I personally just use support@ emails. There's a good chance it opens up a support ticket and slightly annoys someone. you could also use caprivacy@twdc.com to really tick them off.
Nice. I've been finding myself using the F12 tools more and more recently to tweak websites I use often - say to change the background colour or font. Not a web dev, but it's fun to look under the hood and play about with things.
Yeah, somehow I rarely come across the correct order of those. For me, it's usually "agree to cookies" or other nonsense first and then "region-go-fuck-yourself" kind of stuff.
I just came here to complain about that! It's the most obnoxious popup, ffs at least show it at the start so I don't waste my time on 1/5 of an article.
I understand the annoyance, but I really hope the parent comment does not remain the top comment on this post. I hope that would be related to the content, not the issues around its presentation.
For anyone who needs it, both the source material and an alternate link have been posted as top-level comments.
I'll give an annoying popup/paywalled page one chance by trying reader mode, which often works. I'm extremely rarely motivated enough to bother trying any harder than that to read an article the publisher is actively working against me being able to read.
I didn't even consider reader mode to be honest. I've been using the disable-javascript thing for so long it's become the automatic go-to when I get such popups.
Plus if you're decent with the inspector, you can usually remove the paywall and then if the body doesn't scroll find the Event Listener for `onscroll` and kill that; it almost always is just a simple fn preventing scroll events
On this National Geographics page, in the inspector just select the <body> and in the CSS pane remove the "position: fixed" and "overflow: hidden". This allows scrolling.
This kind of comment chain helps me remember how amazing uBlock Origin is. I don't see the popup or the inline adverts, and uBlock just works without breaking the site. Amazing.
It just works so well, in fact, that I forget it is there at all, and I am glad to occasionally get these reminders.
I assume this is related to the "Enter your email to read this article" popup?
As an aside, I used to work on a technical team that handled things like that on a relatively high-traffic website. I was told at the time that the rough "going rate" for an email address entered this way was $20.

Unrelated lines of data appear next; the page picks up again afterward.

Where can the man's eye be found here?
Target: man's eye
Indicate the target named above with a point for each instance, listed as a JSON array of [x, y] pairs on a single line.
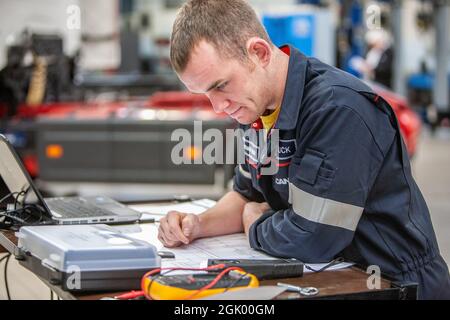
[[222, 86]]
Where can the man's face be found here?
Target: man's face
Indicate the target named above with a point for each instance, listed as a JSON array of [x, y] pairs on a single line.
[[232, 86]]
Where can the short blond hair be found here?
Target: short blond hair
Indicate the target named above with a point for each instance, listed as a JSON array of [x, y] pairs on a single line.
[[226, 24]]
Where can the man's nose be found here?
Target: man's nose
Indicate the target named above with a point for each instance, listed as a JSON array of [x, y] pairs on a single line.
[[219, 103]]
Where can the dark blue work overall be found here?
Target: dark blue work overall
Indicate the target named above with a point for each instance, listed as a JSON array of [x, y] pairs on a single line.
[[344, 186]]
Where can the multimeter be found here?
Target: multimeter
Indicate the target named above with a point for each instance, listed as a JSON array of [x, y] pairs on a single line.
[[180, 287]]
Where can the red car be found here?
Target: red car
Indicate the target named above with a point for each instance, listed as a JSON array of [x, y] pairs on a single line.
[[409, 121]]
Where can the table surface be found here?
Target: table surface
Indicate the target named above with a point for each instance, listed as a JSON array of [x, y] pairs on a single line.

This specifically always makes me wish that some kind of advertising revenue share would catch on and make this kind of thing feel like a win-win rather than feel as though I'm being exploited.

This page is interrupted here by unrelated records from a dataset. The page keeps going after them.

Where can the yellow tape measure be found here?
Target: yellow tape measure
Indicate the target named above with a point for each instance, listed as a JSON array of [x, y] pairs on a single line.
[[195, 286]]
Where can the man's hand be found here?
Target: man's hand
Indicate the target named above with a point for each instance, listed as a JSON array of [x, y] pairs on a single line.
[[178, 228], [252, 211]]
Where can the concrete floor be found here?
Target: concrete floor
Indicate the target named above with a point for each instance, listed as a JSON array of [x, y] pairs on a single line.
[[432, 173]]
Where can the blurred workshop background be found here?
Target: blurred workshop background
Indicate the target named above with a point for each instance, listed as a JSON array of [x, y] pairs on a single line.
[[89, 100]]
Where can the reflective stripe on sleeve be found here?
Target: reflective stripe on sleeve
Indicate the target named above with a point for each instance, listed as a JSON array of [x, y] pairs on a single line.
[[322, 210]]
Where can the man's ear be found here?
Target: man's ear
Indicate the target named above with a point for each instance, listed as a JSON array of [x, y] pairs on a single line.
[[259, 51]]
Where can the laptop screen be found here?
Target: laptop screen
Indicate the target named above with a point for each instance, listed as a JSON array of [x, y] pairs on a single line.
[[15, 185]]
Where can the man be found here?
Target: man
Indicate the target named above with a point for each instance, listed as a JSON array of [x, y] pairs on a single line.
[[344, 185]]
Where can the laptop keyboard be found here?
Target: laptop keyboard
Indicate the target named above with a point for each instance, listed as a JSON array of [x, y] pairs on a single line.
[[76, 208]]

This may hit you with a Google captcha that is a worse nag — on the submitted web page, at least, you can type in whatever you want in the box instead of becoming a computer trainer for a few moments.
I thought archive.today only uses a captcha when saving a snapshot of a page, not when viewing a given snapshot, which would mean GP's link wouldn't hit you with a captcha.

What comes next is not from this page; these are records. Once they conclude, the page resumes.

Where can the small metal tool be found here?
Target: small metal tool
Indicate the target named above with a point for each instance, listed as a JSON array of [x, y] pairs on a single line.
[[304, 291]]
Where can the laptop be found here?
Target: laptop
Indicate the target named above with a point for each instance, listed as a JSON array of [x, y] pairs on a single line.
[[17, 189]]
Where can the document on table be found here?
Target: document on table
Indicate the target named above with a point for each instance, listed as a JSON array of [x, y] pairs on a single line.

> the landscape undergo a remarkable change. The greenery shifted from a variety of leafy trees and plants to barren grassy fields rimed with stunted oak and pine. The difference in vegetation reflected a change in the underlying geology, evincing rocks with excess magnesium and too little calcium for most plants to thrive. We had driven onto the mantle.
Oh they get it. But good photos require sometimes multiple talented photogs and a support team. These are expensive. Their cashflow was on the decline, because nobody buys magazines anymore. Magazines had a higher profit margin than online impressions, until they didn't anymore.
Nobody's paying, nobody's funding expeditions or in-depth research.
Race to the bottom! Last one there wins ... somehow.
Soldiers Delight is a preservation area, so the rangers won't be pleased if you go off the trail there, nor should they be - I expect the researchers had to clear their visit in advance. But there are plenty of formations around here similar to the one in the article photo; I feel like you'd have a harder time finding a state park without them, than with.